Whether to infer the timestep from the provided data. This should be set to True (the default) for ACE training. It may be useful to toggle this to False for applications like downscaling, which do not depend on the timestep of the data and therefore lack the additional requirement that the data be ordered and evenly spaced in time. It must be set to True if n_repeats > 1 in order to be able to infer the full time coordinate.

Type:: bool

class fme.ace.DataWriterConfig(log_extended_video_netcdfs: bool = False, save_prediction_files: bool = True, save_monthly_files: bool = True, names: Sequence[str] | None = None, save_histogram_files: bool = False, time_coarsen: TimeCoarsenConfig | None = None)[source]

Bases: object

Configuration for inference data writers.

log_extended_video_netcdfs

Whether to enable writing of netCDF files containing video metrics.

Type:: bool

save_prediction_files

Whether to enable writing of netCDF files containing the predictions and target values.

Type:: bool

save_monthly_files

Whether to enable writing of netCDF files containing the monthly predictions and target values.

Type:: bool

names

Names of variables to save in the prediction, histogram, and monthly netCDF files.

Type:: Sequence[str] | None

save_histogram_files

Enable writing of netCDF files containing histograms.

Type:: bool

time_coarsen

Configuration for time coarsening of written outputs.

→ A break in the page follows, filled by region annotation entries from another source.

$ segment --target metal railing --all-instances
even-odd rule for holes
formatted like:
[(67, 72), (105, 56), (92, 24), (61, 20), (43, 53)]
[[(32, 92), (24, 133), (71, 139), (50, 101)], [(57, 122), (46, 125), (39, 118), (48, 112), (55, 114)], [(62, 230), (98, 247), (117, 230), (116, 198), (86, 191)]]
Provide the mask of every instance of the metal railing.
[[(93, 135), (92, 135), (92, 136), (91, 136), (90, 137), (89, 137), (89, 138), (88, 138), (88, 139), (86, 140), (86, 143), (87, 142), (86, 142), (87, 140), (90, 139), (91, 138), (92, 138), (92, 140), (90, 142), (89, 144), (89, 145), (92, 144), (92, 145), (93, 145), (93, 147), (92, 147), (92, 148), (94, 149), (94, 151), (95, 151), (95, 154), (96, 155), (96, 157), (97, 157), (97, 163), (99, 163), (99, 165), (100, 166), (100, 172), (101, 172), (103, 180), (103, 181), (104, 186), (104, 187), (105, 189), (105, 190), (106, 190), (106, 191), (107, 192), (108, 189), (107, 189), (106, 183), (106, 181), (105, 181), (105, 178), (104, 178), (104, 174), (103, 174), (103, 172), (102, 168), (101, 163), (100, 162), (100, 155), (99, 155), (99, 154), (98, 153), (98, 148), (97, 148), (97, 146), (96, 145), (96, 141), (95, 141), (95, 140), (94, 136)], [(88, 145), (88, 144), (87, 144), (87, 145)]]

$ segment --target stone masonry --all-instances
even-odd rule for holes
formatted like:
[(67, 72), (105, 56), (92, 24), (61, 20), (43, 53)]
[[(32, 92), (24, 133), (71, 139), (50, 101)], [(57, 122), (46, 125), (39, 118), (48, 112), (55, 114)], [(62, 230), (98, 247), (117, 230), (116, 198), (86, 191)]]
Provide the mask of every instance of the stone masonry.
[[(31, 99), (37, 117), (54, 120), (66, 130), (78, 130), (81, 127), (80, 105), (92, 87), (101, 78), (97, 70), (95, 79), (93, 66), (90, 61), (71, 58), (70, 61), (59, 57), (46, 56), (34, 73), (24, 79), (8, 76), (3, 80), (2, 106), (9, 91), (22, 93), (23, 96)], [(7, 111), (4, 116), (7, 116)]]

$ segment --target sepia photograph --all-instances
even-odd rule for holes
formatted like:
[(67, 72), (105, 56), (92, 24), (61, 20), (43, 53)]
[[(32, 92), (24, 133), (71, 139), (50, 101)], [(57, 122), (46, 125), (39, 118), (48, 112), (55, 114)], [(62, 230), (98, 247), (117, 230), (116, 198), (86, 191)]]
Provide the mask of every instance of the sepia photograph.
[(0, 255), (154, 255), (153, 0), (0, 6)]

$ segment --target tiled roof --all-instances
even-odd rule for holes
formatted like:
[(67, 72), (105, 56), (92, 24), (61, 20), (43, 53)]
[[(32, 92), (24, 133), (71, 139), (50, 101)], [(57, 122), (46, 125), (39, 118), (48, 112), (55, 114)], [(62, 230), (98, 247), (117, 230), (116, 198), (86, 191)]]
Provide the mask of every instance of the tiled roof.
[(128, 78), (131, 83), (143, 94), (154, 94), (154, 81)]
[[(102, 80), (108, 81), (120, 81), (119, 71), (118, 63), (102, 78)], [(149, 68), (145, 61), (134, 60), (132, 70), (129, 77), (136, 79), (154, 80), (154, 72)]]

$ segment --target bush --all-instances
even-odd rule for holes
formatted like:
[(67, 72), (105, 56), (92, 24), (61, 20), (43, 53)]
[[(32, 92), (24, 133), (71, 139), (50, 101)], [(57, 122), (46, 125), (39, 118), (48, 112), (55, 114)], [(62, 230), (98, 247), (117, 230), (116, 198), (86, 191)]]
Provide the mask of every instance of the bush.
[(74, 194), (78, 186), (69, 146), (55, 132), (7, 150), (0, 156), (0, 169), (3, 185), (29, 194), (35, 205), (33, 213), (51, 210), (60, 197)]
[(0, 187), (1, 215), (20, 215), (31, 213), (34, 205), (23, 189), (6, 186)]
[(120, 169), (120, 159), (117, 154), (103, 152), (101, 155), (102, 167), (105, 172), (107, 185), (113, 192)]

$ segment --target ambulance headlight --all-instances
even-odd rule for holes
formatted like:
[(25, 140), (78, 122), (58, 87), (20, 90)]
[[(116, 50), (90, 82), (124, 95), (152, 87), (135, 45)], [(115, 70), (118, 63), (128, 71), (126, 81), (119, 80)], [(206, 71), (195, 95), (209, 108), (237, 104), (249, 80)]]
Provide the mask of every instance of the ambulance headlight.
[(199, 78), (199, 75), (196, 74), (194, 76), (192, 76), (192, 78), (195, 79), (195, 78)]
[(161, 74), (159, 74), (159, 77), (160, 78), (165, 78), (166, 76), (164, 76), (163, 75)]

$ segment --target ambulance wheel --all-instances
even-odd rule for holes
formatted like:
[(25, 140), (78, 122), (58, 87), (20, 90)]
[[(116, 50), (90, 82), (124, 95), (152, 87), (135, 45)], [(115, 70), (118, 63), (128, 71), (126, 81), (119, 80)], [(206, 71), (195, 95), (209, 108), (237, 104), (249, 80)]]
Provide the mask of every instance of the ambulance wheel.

Type:: fme.ace.inference.data_writer.time_coarsen.TimeCoarsenConfig | None

class fme.ace.InferenceAggregatorConfig(time_mean_reference_data: str | None = None)[source]

Bases: object

Configuration for inference aggregator.

time_mean_reference_data

Path to reference time means to compare against.

Type:: str | None

class fme.ace.OceanConfig(surface_temperature_name: str, ocean_fraction_name: str, interpolate: bool = False, slab: SlabOceanConfig | None = None)[source]

Bases: object

Configuration for determining sea surface temperature from an ocean model.

surface_temperature_name

Name of the sea surface temperature field.

Type:: str

ocean_fraction_name

Name of the ocean fraction field.

Type:: str

interpolate

If True, interpolate between ML-predicted surface temperature and ocean-predicted surface temperature according to ocean_fraction. If False, only use ocean-predicted surface temperature where ocean_fraction>=0.5.

Type:: bool

slab

If provided, use a slab ocean model to predict surface temperature.

Type:: fme.core.ocean.SlabOceanConfig | None